The 11 girls take to the field carrying the liability of the entire population of 170 million people. Yet what have we done for them?

It was learnt that quite a few girls from Satkhira were playing in various age-group teams. A few sports enthusiasts are trying their best to smash the social taboos and bring these girls to the game. It was one such sports organiser Akbar Ali who opened the doors for Razia. After his death, Arif Hossain is trying to carry on this effort.

Speaking to Prothom Alo, Arif Hossain said, "I try to bring the girls and give them place in my home. It is not that I can do much for them. For example, I go to the market and tell the vegetable sellers there, see if you can give these girls a week's supply of vegetables. They are our footballers. Some help out with lentils. That's how we pull along somehow."
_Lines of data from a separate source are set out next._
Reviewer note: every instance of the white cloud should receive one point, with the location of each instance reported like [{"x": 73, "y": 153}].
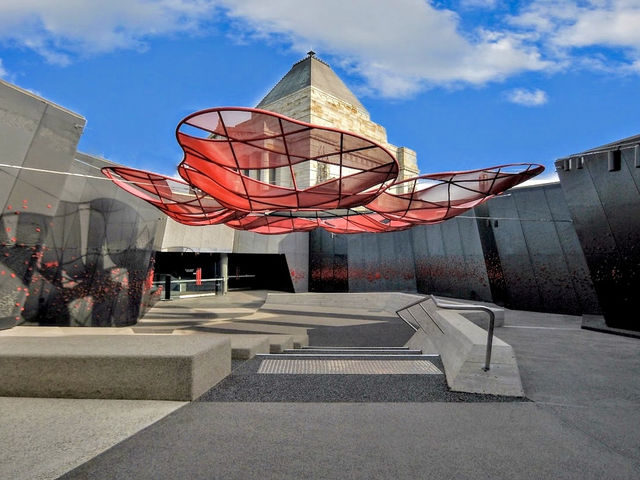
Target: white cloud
[
  {"x": 62, "y": 29},
  {"x": 398, "y": 47},
  {"x": 565, "y": 27},
  {"x": 478, "y": 3},
  {"x": 527, "y": 98}
]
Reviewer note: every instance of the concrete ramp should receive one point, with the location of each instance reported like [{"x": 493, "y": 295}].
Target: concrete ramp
[
  {"x": 387, "y": 302},
  {"x": 462, "y": 347}
]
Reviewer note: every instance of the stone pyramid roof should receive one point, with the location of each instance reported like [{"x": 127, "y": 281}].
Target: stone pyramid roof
[{"x": 311, "y": 71}]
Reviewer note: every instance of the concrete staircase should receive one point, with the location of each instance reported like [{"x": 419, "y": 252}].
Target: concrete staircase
[
  {"x": 355, "y": 352},
  {"x": 350, "y": 360}
]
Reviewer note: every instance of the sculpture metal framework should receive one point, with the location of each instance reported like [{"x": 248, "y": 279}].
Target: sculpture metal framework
[{"x": 260, "y": 171}]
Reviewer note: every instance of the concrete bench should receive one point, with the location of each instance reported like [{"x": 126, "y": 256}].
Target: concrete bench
[
  {"x": 149, "y": 367},
  {"x": 243, "y": 347},
  {"x": 462, "y": 347}
]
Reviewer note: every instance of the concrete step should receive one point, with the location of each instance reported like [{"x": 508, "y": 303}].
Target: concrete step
[
  {"x": 339, "y": 351},
  {"x": 351, "y": 355},
  {"x": 314, "y": 347}
]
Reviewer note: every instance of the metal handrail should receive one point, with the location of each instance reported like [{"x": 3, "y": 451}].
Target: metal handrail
[
  {"x": 457, "y": 306},
  {"x": 482, "y": 308}
]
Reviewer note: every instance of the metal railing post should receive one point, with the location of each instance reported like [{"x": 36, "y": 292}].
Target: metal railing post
[{"x": 482, "y": 308}]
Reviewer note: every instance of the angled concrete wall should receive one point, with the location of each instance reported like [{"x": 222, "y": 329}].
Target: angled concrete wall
[{"x": 74, "y": 249}]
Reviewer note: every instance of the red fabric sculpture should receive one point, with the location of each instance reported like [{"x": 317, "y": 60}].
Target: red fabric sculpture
[{"x": 263, "y": 172}]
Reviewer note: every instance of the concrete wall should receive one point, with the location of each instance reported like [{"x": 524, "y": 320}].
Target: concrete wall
[{"x": 74, "y": 250}]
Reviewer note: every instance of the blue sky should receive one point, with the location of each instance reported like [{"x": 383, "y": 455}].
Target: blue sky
[{"x": 465, "y": 83}]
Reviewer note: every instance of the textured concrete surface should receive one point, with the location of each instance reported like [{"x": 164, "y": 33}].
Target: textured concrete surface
[
  {"x": 150, "y": 367},
  {"x": 41, "y": 438},
  {"x": 360, "y": 441},
  {"x": 245, "y": 384},
  {"x": 580, "y": 423}
]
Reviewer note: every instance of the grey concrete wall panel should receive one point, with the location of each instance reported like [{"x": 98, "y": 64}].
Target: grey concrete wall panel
[
  {"x": 177, "y": 237},
  {"x": 74, "y": 249},
  {"x": 605, "y": 207},
  {"x": 37, "y": 134},
  {"x": 329, "y": 270},
  {"x": 97, "y": 255}
]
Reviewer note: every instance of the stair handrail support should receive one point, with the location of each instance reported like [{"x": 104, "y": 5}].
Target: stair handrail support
[{"x": 481, "y": 308}]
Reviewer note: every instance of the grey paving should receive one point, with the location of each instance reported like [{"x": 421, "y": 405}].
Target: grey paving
[
  {"x": 360, "y": 441},
  {"x": 42, "y": 438},
  {"x": 580, "y": 423}
]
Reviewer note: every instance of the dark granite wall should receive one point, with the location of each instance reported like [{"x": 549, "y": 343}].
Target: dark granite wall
[
  {"x": 605, "y": 207},
  {"x": 519, "y": 250},
  {"x": 536, "y": 263}
]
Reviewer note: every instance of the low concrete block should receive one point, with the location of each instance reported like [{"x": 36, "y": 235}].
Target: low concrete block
[
  {"x": 300, "y": 341},
  {"x": 243, "y": 347},
  {"x": 280, "y": 343},
  {"x": 34, "y": 331},
  {"x": 146, "y": 367},
  {"x": 462, "y": 347}
]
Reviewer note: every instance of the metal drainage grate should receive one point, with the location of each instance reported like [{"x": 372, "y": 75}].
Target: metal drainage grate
[{"x": 348, "y": 367}]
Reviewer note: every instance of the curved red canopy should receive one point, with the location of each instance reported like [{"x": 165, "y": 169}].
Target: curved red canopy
[
  {"x": 263, "y": 172},
  {"x": 255, "y": 161}
]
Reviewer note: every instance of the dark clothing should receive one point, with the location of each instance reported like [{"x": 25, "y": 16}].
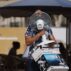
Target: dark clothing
[{"x": 11, "y": 60}]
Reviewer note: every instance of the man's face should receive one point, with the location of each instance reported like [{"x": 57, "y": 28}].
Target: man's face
[{"x": 40, "y": 24}]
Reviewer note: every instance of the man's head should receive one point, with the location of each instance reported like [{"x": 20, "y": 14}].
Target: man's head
[
  {"x": 40, "y": 24},
  {"x": 16, "y": 44}
]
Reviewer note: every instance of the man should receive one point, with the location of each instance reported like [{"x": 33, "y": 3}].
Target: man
[
  {"x": 12, "y": 56},
  {"x": 33, "y": 36}
]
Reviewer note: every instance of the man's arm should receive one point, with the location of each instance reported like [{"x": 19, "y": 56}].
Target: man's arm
[
  {"x": 29, "y": 39},
  {"x": 52, "y": 37}
]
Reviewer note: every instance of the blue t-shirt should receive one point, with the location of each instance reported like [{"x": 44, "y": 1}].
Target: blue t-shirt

There are so many millionaires and billionaires that have sprouted up in our country. How many of them have come forward for these girls?

I look towards myself. Just the other day I was showing my colleague Nayir Iqbal a report in the Washington Post, saying look at this excellent report. In that country, players can have different limbs even insured separately.

Their investigative reporters found that the blacks cannot draw as much insurance money as can the white-skinned. I was so agitated. Yet in our country, girls hide their pregnancy in case they have to undergo surgery and not be able to return to the game. They take to the field even while pregnant. Then suddenly it is all over. They die. I had never thought about that.

The 11 girls take to the field carrying the liability of the entire population of 170 million people. Yet what have we done for them?